Jumat, 05 Juli 2013

Dakwah di Tanah Kaili




DAKWAH DI TANAH KAILI
PETA DAKWAH DAN PROBLEMATIKANYA

Rusli
Majelis Ulama Indonesia (MUI)
Provinsi Sulawesi Tengah

1.   PENDAHULUAN
Dakwah adalah bagian dari kewajiban individual setiap Muslim untuk menyebarkan ajaran-ajaran Islam, dengan berpijak pada prinsip amar ma’ruf nahi munkar. Secara kebahasaan, kata dakwah terambil dari bahasa Arab, daʻwah, yang berarti “ajakan, seruan.” Dalam terminologi Islam, dakwah mengandung pengertian:
Mendorong manusia untuk melakukan kebaikan dan petunjuk, dan memerintahkan mereka untuk amar ma’ruf nahi munkar, agar mendapatkan kebahagiaan hidup di dunia dan akhirat.[1]
Secara kebahasaan, ada beberapa kata yang mempunyai makna yang sama dengan dakwah, yaitu tabligh, tabshir, tawsiyyah, tadhkir, dan tawjih.
Dalam aktivitasnya, dakwah dapat dibedakan ke dalam dakwah kolektif (da’wah ‘ammah) dan dakwah individual (da’wah fardiyyah).

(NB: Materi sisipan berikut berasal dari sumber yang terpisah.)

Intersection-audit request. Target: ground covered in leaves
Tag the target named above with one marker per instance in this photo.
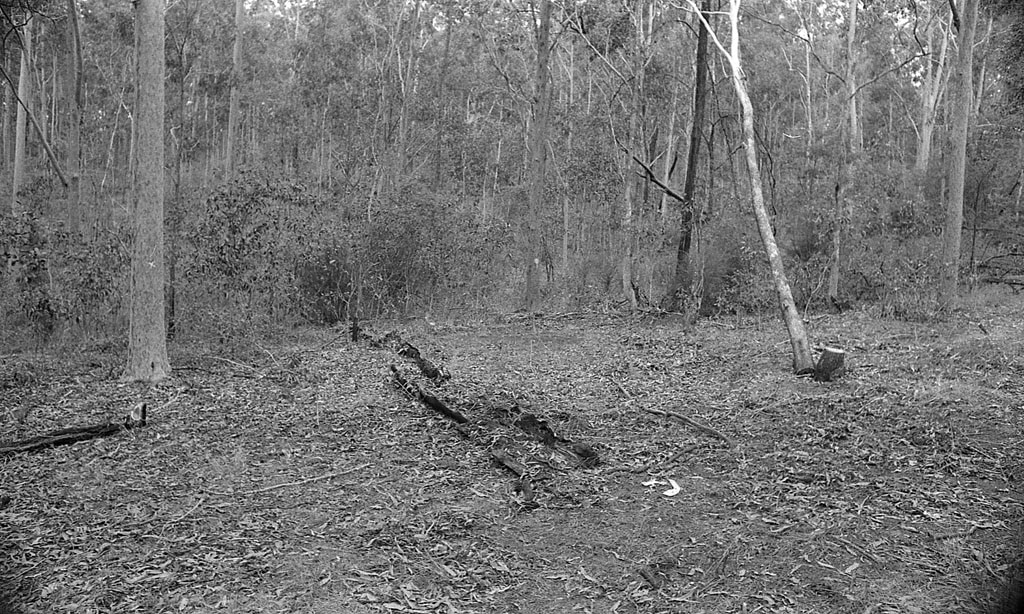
(292, 476)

Dakwah kolektif adalah dakwah yang dijalankan oleh sekelompok orang atau lembaga, sedangkan dakwah individual ditujukan untuk mengajak manusia ke jalan Allah dengan pendekatan pribadi. Model dakwah ini dalam sejarah awal Islam dilakukan oleh Nabi, yang berdakwah secara sembunyi-sembunyi, dari rumah ke rumah.
Dalam realitas masyarakat kontemporer saat ini, dakwah menghadapi banyak persoalan, baik dari aspek objek dakwah, materi dakwah, pelaku dakwah, maupun manajemen dakwah. Persolan-persoalan ini juga dihadapi oleh aktivitas dakwah di Tanah Kaili, Sulawesi Tengah. Bagaimana sebenarnya peta dakwah di Tanah Kaili? Dan persoalan-persoalan apa yang dihadapinya? 

2.   PETA DAKWAH
2.1.     Jumlah Penduduk
Propinsi Sulawesi Tengah dibentuk dan disahkan pada tahun 1964 berdasarkan pada UU No. 13 tahun 1964 dengan ibukota Palu. Wilayahnya kala itu mencakup Kabupaten Poso (dengan ibukota Poso), Kabupaten Donggala (dengan ibukota Palu), Kabupaten Luwuk (dengan ibukota Banggai), dan Kabupaten Buol (dengan ibukota Toli-toli). Dengan perkembangan sistem pemerintahan dan tuntutan masyarakat dalam era Reformasi, Pemerintah Pusat mengeluarkan kebijakan pemekaran menjadi 11 kabupaten, yaitu Palu, Donggala, Poso, Toli-toli, Buol, Banggai, Bungku, Banggai Kepulauan, Parigi Moutong, Tojo Una-una, dan Sigi.
Menurut Badan Pusat Statistik (BPS) tahun 2010, jumlah penduduk di Propinsi Sulawesi Tengah adalah 2.633.420 jiwa yang terdiri dari laki-laki sebanyak 1.349.225 jiwa dan perempuan sebanyak 1.284.195 jiwa, dengan laju pertumbuhan penduduk (2000-2010) sebesar 1,46 persen dan tingkat kepadatan penduduk mencapai 36 jiwa per kilometer persegi.[2] Dari jumlah penduduk tersebut, sebagian besar beragama Islam. Berdasarkan data dari Kemenag Sulawesi Tengah tahun 2012 berjumlah sekitar 1.981.966. Dan yang paling kecil jumlahnya adalah yang beragama Budha dan Hindu, yang sebagian besar berasal dari kelompok transmigrasi dari Bali.
 
 

Sumber: Kemenag Sulawesi Tengah
Berdasarkan pada jumlah penduduk berdasarkan agama yang semakin meningkat, pertumbuhan tempat ibadah dapat dikatakan pula cukup signifikan. Pada tahun 2009, misalnya, jumlah rumah ibadah adalah sekitar 5.042, dan kemudian meningkat menjadi 34.924 pada tahun 2012 (Lihat Tabel berikut ini).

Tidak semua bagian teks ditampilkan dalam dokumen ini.